楚錚沒有理他,顧自脫下濕衣,在床上躺下,合上了眼睛。

柳墨跪在床前,在黑暗中惶恐而癡迷地看著楚錚。夜色如墨,哪裏又看得見什麽?他卻死死睜著眼睛,不敢將目光稍移。

殺母之仇,楚錚終於決定放下,這正是他的希望,否則日後不免再生風波。然而願望達成,他心裏卻忽然覺得害怕。這磨滅不了的恨與怒,總得有人去承受,不是皇帝,便得是自己。

“楚錚,我不讓你殺他,不是為了他,也不只是為了這天下,我是為了咱們!”

一旦弒君,楚錚武功再高也難逃一死。
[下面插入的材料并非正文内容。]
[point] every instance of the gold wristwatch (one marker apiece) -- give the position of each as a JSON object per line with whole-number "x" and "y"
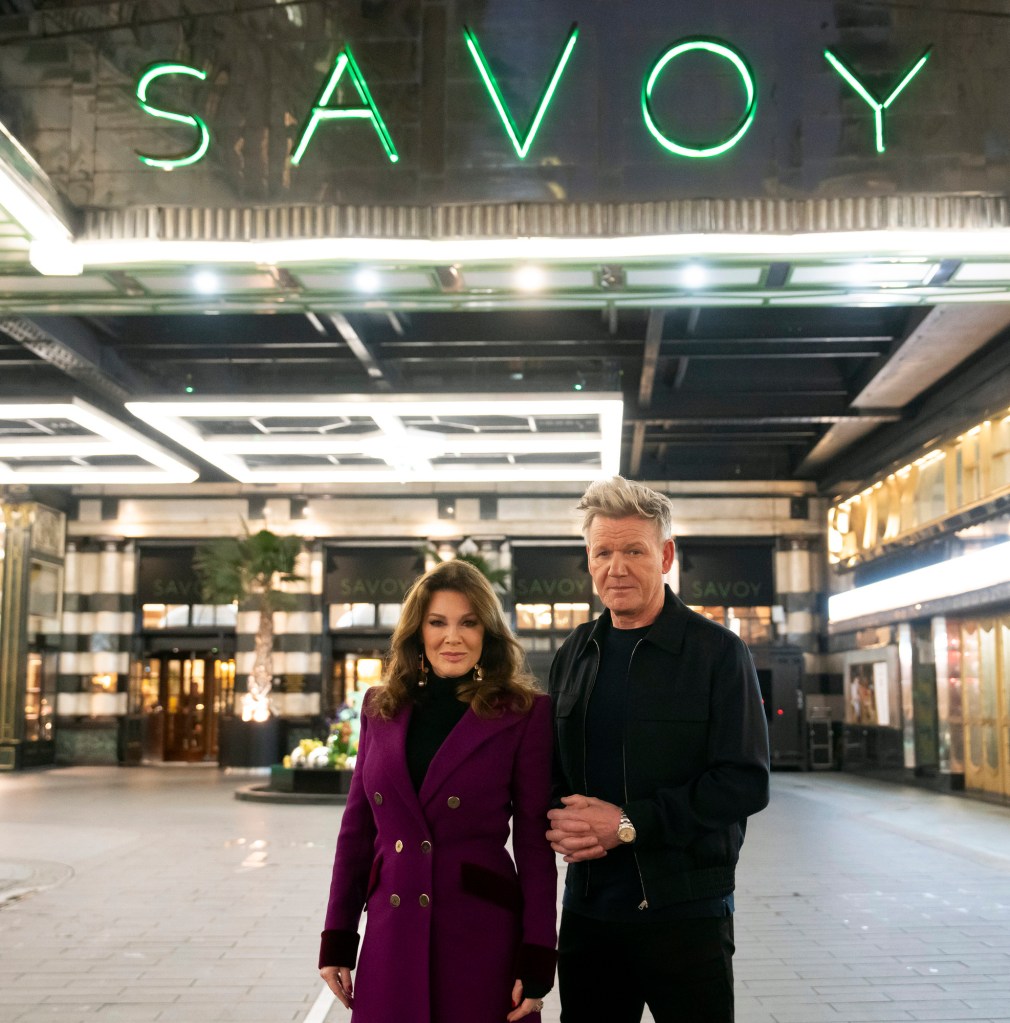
{"x": 625, "y": 830}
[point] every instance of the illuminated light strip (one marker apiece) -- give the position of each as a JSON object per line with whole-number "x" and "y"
{"x": 190, "y": 120}
{"x": 22, "y": 203}
{"x": 320, "y": 112}
{"x": 112, "y": 438}
{"x": 522, "y": 146}
{"x": 407, "y": 252}
{"x": 976, "y": 571}
{"x": 720, "y": 49}
{"x": 876, "y": 105}
{"x": 224, "y": 451}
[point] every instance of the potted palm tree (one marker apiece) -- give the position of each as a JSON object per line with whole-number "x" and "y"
{"x": 250, "y": 570}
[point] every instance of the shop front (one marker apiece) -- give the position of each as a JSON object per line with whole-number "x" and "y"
{"x": 363, "y": 591}
{"x": 928, "y": 681}
{"x": 32, "y": 538}
{"x": 183, "y": 677}
{"x": 553, "y": 593}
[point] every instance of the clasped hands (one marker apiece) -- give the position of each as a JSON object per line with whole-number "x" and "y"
{"x": 584, "y": 828}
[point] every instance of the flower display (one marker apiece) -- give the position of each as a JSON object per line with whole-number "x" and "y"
{"x": 339, "y": 752}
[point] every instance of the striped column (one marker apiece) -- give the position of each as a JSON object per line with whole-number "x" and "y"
{"x": 297, "y": 642}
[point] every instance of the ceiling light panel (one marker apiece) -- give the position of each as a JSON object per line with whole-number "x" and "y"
{"x": 972, "y": 272}
{"x": 70, "y": 442}
{"x": 385, "y": 281}
{"x": 714, "y": 276}
{"x": 503, "y": 278}
{"x": 398, "y": 439}
{"x": 862, "y": 274}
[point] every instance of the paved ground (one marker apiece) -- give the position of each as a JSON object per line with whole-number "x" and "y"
{"x": 151, "y": 894}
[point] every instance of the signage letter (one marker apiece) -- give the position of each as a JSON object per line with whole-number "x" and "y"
{"x": 876, "y": 105}
{"x": 183, "y": 160}
{"x": 521, "y": 145}
{"x": 720, "y": 49}
{"x": 368, "y": 112}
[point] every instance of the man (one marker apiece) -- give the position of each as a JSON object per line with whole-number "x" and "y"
{"x": 661, "y": 754}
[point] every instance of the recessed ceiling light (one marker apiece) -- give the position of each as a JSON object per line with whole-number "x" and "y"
{"x": 366, "y": 280}
{"x": 530, "y": 278}
{"x": 207, "y": 282}
{"x": 694, "y": 275}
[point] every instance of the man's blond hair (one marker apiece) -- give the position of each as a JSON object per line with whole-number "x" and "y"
{"x": 620, "y": 498}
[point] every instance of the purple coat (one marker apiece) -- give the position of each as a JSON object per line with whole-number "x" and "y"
{"x": 451, "y": 920}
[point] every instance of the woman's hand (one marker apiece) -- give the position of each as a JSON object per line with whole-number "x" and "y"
{"x": 339, "y": 981}
{"x": 523, "y": 1006}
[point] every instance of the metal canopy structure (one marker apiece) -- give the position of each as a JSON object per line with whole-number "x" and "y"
{"x": 765, "y": 366}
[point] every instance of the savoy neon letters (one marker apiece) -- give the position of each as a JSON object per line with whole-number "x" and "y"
{"x": 366, "y": 112}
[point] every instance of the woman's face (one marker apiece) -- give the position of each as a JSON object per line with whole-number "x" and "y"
{"x": 452, "y": 634}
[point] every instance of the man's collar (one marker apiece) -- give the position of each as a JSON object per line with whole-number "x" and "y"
{"x": 666, "y": 630}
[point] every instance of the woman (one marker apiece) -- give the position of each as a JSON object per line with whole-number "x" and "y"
{"x": 454, "y": 744}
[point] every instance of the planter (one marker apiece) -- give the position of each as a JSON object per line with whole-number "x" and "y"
{"x": 249, "y": 744}
{"x": 310, "y": 780}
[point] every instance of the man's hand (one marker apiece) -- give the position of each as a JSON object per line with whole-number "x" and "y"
{"x": 584, "y": 829}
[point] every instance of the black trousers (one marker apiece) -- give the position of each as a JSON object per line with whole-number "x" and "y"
{"x": 683, "y": 970}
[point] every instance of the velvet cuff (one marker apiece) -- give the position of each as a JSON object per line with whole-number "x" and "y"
{"x": 535, "y": 967}
{"x": 339, "y": 948}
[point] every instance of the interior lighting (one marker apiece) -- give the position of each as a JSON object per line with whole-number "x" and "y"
{"x": 979, "y": 570}
{"x": 104, "y": 437}
{"x": 873, "y": 243}
{"x": 55, "y": 259}
{"x": 406, "y": 450}
{"x": 694, "y": 276}
{"x": 190, "y": 120}
{"x": 530, "y": 278}
{"x": 521, "y": 145}
{"x": 878, "y": 106}
{"x": 207, "y": 282}
{"x": 367, "y": 280}
{"x": 23, "y": 203}
{"x": 719, "y": 49}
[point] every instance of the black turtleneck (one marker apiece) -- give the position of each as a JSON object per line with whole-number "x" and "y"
{"x": 436, "y": 713}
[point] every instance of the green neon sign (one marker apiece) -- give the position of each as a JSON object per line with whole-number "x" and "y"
{"x": 878, "y": 106}
{"x": 719, "y": 49}
{"x": 521, "y": 145}
{"x": 154, "y": 73}
{"x": 322, "y": 112}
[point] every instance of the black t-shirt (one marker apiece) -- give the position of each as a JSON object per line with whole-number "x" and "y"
{"x": 615, "y": 887}
{"x": 436, "y": 713}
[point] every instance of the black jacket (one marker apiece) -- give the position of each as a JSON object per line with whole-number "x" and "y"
{"x": 696, "y": 748}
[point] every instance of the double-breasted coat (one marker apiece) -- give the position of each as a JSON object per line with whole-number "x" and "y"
{"x": 451, "y": 920}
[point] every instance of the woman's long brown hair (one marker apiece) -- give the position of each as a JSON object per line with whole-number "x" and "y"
{"x": 506, "y": 682}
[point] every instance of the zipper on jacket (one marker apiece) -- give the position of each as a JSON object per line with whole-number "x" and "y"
{"x": 644, "y": 904}
{"x": 585, "y": 770}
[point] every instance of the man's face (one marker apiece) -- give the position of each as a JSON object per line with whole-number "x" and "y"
{"x": 627, "y": 562}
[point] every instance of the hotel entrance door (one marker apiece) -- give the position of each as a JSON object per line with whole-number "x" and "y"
{"x": 183, "y": 696}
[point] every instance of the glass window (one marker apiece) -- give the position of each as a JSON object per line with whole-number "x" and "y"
{"x": 533, "y": 616}
{"x": 348, "y": 616}
{"x": 203, "y": 614}
{"x": 389, "y": 615}
{"x": 178, "y": 616}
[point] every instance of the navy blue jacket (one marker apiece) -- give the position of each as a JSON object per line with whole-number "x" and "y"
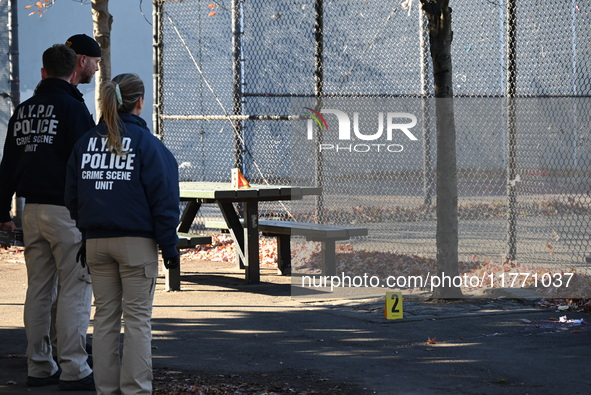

楚錚若亡,他如何能活?

然而太子年幼,若無他扶持,天下必亂。他又如何能一死了之?

活不能,死也不成,那時你叫他如何是好?

楚錚沒回應。

柳墨怯怯地伸出手,去撫他的臉。

觸手冰涼、濕潤。他慌亂地試圖為他擦去這濕潤,手指卻顫抖得不像話,後來,被楚錚一把揮開了。

他慢慢縮回手,呆呆看著眼前那一片黑暗,直到後來終於迷糊過去。

醒來時一室空寂。他睜開眼,發現自己躺在床上,一個人,屋裏空空蕩蕩,楚錚早已不見了蹤影。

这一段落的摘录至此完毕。